Syllabus

Course Meeting Times

Lectures: 2 session / week, 1 hour / session

Recitations: 1 session / week, 1 hour / session

Course Description

Are moral standards relative to cultures and/or moral frameworks? Are there incompatible or non-comparable ways of thinking about the world that are somehow equally good? Is science getting closer to the truth? Is rationality--the notion of a good reason to believe something--relative to cultural norms? What are selves? Is there a coherent form of relativism about the self? Guided by the writings of Thomas Kuhn, Gilbert Harman, Judith Thomson, John Perry and Derek Parfit, we attempt to make these vague questions precise, and we make a start at answering them.

Graded Assignments

You will submit 20 pages of written work (as required by HASS-D regulations). These will be divided among 4 papers (the HASS-D requirement is at least 3).

Expectations

Feel free to discuss the writing assignments -- and, of course, also the reading assignments -- with each other.
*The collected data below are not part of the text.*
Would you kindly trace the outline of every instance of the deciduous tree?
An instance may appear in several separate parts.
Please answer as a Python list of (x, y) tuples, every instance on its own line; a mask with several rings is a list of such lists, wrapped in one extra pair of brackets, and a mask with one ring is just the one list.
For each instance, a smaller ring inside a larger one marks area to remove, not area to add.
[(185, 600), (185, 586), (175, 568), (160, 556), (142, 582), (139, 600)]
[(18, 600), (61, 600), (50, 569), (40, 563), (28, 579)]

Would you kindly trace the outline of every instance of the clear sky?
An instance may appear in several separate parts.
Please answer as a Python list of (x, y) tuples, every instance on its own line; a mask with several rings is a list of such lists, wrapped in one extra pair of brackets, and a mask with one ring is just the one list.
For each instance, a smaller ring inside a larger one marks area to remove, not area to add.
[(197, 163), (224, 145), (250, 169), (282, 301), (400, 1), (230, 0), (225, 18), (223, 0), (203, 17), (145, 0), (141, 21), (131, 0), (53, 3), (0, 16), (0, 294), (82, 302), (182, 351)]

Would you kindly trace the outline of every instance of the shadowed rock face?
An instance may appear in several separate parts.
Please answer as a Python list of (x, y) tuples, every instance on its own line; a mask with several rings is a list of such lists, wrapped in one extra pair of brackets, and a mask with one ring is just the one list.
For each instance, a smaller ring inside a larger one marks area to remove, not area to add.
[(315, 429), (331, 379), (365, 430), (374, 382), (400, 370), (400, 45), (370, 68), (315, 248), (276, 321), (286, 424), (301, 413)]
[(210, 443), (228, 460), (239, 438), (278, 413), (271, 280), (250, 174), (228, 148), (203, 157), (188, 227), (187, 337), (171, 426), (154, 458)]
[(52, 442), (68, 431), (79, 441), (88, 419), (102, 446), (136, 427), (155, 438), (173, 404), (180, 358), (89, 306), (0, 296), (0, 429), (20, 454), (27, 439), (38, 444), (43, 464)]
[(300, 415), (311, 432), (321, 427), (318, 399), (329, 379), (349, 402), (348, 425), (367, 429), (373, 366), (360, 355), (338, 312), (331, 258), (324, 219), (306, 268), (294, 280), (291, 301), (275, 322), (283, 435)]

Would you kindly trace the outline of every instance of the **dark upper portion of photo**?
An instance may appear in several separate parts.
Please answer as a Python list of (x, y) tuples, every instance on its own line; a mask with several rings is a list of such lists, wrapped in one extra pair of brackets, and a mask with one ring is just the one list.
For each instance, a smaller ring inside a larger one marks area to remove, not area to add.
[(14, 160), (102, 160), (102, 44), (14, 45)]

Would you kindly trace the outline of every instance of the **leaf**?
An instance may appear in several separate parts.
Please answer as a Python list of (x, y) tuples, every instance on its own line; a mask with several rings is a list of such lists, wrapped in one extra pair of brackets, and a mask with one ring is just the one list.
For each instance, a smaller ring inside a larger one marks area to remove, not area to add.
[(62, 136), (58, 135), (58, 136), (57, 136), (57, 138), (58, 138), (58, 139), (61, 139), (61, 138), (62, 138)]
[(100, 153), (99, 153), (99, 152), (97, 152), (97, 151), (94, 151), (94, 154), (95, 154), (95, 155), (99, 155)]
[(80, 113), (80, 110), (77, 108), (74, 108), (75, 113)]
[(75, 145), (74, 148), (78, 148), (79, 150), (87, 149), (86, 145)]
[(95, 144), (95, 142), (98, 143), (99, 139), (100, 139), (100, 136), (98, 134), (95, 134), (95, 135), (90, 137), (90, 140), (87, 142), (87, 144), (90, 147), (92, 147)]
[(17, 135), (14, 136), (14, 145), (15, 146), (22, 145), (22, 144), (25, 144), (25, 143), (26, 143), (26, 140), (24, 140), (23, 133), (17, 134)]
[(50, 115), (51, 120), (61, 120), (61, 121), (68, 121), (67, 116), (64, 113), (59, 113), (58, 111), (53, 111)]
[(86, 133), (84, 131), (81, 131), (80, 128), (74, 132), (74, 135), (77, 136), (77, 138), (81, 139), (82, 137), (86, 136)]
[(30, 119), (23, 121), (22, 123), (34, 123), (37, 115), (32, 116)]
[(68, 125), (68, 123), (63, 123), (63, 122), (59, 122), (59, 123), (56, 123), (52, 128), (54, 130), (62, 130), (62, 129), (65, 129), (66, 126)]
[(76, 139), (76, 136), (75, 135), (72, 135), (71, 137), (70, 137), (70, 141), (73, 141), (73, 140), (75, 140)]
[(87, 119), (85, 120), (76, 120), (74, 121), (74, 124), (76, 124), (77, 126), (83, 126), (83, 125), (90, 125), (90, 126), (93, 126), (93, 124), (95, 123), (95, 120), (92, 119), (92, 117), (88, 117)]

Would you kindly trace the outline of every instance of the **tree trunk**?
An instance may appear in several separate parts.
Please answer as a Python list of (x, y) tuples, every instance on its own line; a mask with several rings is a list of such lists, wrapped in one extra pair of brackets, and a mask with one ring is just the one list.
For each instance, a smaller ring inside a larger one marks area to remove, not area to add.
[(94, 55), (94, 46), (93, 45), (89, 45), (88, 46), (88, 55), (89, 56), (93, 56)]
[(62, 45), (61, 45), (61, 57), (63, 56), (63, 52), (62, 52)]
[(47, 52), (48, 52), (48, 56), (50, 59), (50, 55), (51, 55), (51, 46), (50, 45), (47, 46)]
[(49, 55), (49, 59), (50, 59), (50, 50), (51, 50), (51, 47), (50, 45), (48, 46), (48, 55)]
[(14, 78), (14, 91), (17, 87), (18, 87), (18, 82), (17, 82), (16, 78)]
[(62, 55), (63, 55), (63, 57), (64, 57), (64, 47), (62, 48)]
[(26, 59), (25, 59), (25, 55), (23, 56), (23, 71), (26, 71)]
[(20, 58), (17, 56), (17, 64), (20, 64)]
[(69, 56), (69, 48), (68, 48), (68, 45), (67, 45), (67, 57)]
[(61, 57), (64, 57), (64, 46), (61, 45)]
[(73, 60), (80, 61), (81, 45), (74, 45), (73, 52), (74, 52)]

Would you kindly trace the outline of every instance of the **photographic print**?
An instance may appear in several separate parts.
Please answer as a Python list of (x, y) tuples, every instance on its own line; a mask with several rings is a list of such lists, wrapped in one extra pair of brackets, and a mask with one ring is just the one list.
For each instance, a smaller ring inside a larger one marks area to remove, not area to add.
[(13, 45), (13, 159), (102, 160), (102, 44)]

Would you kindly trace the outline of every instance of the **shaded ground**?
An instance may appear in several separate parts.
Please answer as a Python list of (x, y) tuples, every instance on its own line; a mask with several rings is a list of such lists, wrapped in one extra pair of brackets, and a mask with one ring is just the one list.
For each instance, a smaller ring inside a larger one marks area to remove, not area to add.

But (as you don't need me to tell you) the written work you submit must be entirely your own. Your papers should not contain quotations masquerading as paraphrases. A statement of ideas from one of the assigned authors must be couched in your own words. Do not use any footnotes. There will be no prizes for writing in anything other than plain English. There is only one route to a good grade: thinking hard about the issues, and formulating and defending definite opinions.

Debates

The course divides into three parts. At the end of each part we will hold an in-class debate. Everyone is expected to participate. Yummy snacks are a distinct possibility.

Examination

HASS-D regulations require a 3-hour final exam covering material dealt with throughout the term. The exam will be open book but not open notes, at a time and place to be announced. There will be no midterm exam.

Grading

ACTIVITIES PERCENTAGES
Papers 60%
Final Exam 25%
Class Participation 5%
Section Participation and Quizzes 10%


 

Subject Matter

This course is primarily intended for students who have not had any previous exposure to philosophy. It treats a small number of important philosophical questions in some depth. (For more breadth and less depth, try 24.00, Problems of philosophy.)

  1. What are persons? Soul pellets, living bodies, brains, or what?
    It comes naturally to think that whether you survive some upcoming event (say a heart operation) is a yes or no question, and a question of great importance: death is a hard fact and a bad thing. Derek Parfit argues in Reasons and Persons that the right answer to (1) implies that there is sometimes no fact of the matter as to whether you survive; also that you sometimes (even when there is a fact of the matter) ought not to care about not surviving, since death is as good as life. Our first few weeks will be devoted to Parfit's argument and critical reactions to it.

     
  2. Are moral standards absolute or in some sense "relative"?
    Harman and Thomson's Moral Relativism and Moral Objectivity takes the form of a debate about the question (Harman being the moral relativist, and Thomson the moral objectivist). It is self contained, and mostly clear and accessible. The goal is to read and discuss a good chunk of the book.

     
  3. Is the truth about external reality absolute or relative to one's point of view?
    Science seems to show that external objects are not colored or sweet in themselves but only in relation to human observers (Blackburn). This concedes to science the task of saying what objects are like "in themselves." But Thomas Kuhn's The Structure of Scientific Revolutions casts doubt even on that. Is the world really a certain way or are competing perspectives on it equally valid?

Aim

By the end of the course you should be able to see your way through the swirling fog of metaphor that often surrounds these issues to a reasonably precise formulation of the central questions. You should also have some familiarity with the way in which a philosophical problem arises, and techniques by means of which one might try to solve it. And, with a bit of luck, you might even end up with philosophical views yourself.

Feedback

Your comments and criticism, expressed either to myself or the TAs, are extremely welcome.